Dao-AILab / flash-attention

Fast and memory-efficient exact attention
BSD 3-Clause "New" or "Revised" License
14.26k stars 1.33k forks source link

Runtime error from transformers #1250

Open HarryK4673 opened 1 month ago

HarryK4673 commented 1 month ago

Hello everyone!

I'm currently working on an assignment from uni and I need to fine-tuning a model. However, the model use this library to do that. When I run the fine-tuning script, there's an error like this:

RuntimeError: Failed to import transformers.models.llama.modeling_llama because of the following error (look up to see its traceback):
/home/ubuntu/anaconda3/envs/env/lib/python3.10/site-packages/flash_attn_2_cuda.cpython-310-x86_64-linux-gnu.so: undefined symbol: _ZN3c104impl3cow11cow_deleterEPv

I'm using a server with A10G GPU. The driver version is 535.183.01 and CUDA version is 12.2, Pytorch version 2.1.2 with cu121. It seems I cannot install CUDA 12.1 on this driver (it needs driver 530, but I cannot install in on the server). Could anyone help me with this? Thanks a lot!

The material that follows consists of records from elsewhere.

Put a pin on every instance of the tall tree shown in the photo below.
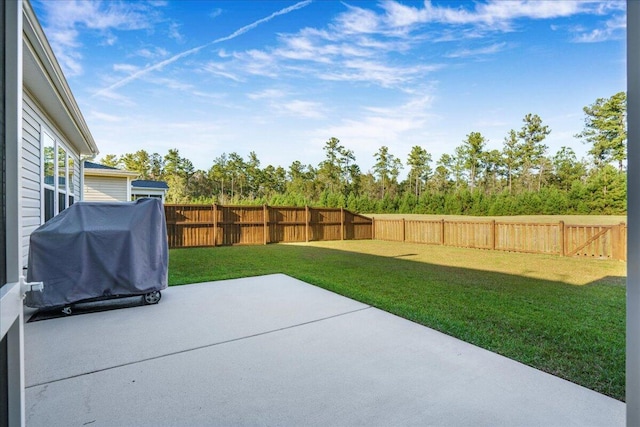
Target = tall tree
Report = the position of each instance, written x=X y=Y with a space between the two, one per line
x=137 y=162
x=567 y=168
x=471 y=154
x=156 y=167
x=334 y=171
x=419 y=161
x=532 y=150
x=387 y=167
x=110 y=160
x=605 y=128
x=511 y=156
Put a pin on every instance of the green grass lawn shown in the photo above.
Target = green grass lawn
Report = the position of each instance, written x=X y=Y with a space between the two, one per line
x=565 y=316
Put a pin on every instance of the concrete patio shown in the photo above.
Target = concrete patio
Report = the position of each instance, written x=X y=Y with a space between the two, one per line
x=273 y=350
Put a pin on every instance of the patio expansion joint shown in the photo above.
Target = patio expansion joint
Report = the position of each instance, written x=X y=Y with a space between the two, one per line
x=197 y=348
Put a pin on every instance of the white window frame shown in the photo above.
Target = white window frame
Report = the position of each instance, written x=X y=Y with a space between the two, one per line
x=69 y=187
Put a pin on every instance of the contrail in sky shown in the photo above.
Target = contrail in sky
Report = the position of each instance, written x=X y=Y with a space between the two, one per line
x=174 y=58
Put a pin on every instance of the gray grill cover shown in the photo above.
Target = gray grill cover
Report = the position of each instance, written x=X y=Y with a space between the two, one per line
x=94 y=250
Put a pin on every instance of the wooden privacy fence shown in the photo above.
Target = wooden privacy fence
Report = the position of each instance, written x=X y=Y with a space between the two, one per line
x=601 y=241
x=216 y=225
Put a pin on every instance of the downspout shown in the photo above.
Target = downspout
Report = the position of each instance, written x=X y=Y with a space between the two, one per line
x=82 y=160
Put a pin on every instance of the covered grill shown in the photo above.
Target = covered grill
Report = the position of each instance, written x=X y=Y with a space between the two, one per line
x=95 y=250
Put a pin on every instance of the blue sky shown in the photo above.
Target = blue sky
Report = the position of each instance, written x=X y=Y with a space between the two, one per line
x=282 y=77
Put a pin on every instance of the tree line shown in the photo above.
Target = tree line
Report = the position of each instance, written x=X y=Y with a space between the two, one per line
x=521 y=178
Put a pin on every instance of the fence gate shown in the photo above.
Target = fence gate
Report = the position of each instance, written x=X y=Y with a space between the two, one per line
x=597 y=241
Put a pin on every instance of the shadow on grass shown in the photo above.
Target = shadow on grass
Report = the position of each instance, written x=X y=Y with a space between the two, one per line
x=574 y=332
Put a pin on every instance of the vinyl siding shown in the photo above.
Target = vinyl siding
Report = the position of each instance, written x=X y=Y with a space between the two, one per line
x=105 y=189
x=33 y=122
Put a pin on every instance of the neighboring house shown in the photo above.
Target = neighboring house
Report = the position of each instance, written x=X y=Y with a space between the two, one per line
x=142 y=188
x=106 y=184
x=43 y=139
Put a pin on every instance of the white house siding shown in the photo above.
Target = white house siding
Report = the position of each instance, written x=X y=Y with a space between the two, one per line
x=33 y=121
x=105 y=189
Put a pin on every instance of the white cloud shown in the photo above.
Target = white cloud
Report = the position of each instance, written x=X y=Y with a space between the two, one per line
x=356 y=21
x=358 y=70
x=215 y=13
x=238 y=32
x=306 y=109
x=174 y=31
x=488 y=50
x=398 y=126
x=267 y=94
x=154 y=53
x=125 y=68
x=63 y=18
x=613 y=29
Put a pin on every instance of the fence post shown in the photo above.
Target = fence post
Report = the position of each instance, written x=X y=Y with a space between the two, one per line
x=265 y=223
x=493 y=234
x=215 y=224
x=373 y=228
x=617 y=249
x=306 y=223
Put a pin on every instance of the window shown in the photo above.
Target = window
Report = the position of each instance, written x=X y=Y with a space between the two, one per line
x=58 y=176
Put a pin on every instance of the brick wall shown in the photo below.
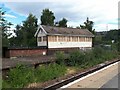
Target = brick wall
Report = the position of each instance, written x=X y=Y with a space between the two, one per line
x=24 y=52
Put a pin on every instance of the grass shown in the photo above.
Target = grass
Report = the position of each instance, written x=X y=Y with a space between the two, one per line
x=22 y=76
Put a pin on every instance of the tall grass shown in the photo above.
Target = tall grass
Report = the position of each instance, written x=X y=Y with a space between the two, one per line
x=89 y=58
x=21 y=76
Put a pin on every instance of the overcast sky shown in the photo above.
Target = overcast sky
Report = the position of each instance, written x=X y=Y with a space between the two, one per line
x=104 y=13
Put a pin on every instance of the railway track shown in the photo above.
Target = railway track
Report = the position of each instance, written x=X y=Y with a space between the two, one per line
x=73 y=78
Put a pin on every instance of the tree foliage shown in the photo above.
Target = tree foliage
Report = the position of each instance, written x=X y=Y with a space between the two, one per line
x=119 y=40
x=47 y=17
x=62 y=23
x=5 y=28
x=25 y=33
x=88 y=25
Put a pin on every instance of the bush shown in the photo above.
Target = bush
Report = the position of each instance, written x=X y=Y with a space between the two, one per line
x=75 y=58
x=52 y=71
x=20 y=76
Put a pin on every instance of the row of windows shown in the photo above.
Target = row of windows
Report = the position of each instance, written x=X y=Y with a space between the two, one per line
x=69 y=39
x=40 y=39
x=65 y=39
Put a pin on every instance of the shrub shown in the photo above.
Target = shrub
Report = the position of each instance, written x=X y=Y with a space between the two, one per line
x=49 y=72
x=20 y=76
x=75 y=58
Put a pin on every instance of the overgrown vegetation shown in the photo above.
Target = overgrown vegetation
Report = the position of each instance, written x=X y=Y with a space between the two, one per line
x=89 y=58
x=22 y=75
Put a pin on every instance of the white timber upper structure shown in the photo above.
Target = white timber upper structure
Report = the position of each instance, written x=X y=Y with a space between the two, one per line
x=59 y=37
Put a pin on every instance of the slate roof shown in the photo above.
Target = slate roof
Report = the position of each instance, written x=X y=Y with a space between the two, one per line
x=50 y=30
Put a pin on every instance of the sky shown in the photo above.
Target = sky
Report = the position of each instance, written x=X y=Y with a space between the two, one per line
x=104 y=13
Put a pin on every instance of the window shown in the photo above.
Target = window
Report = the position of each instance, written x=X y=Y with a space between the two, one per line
x=44 y=38
x=39 y=39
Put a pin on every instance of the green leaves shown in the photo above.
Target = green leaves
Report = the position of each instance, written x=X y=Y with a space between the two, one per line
x=47 y=17
x=21 y=76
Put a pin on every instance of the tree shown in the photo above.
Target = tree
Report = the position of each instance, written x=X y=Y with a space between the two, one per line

Nyandwi commented 1 month ago

I had this error lately and what worked for me was uninstalling flash_attn and reinstalling it again but without using cached version. I did also verify the transformers version the LLaMA was built around(4.45.0 for new llama models), but flash attention and mismatch in cuda and installed PyTorch seems to the issue there.

pip uninstall flash-attn
pip install flash-attn --no-cache-dir
HarryK4673 commented 1 month ago

pip install flash-attn --no-cache-dir

Thanks. It works now.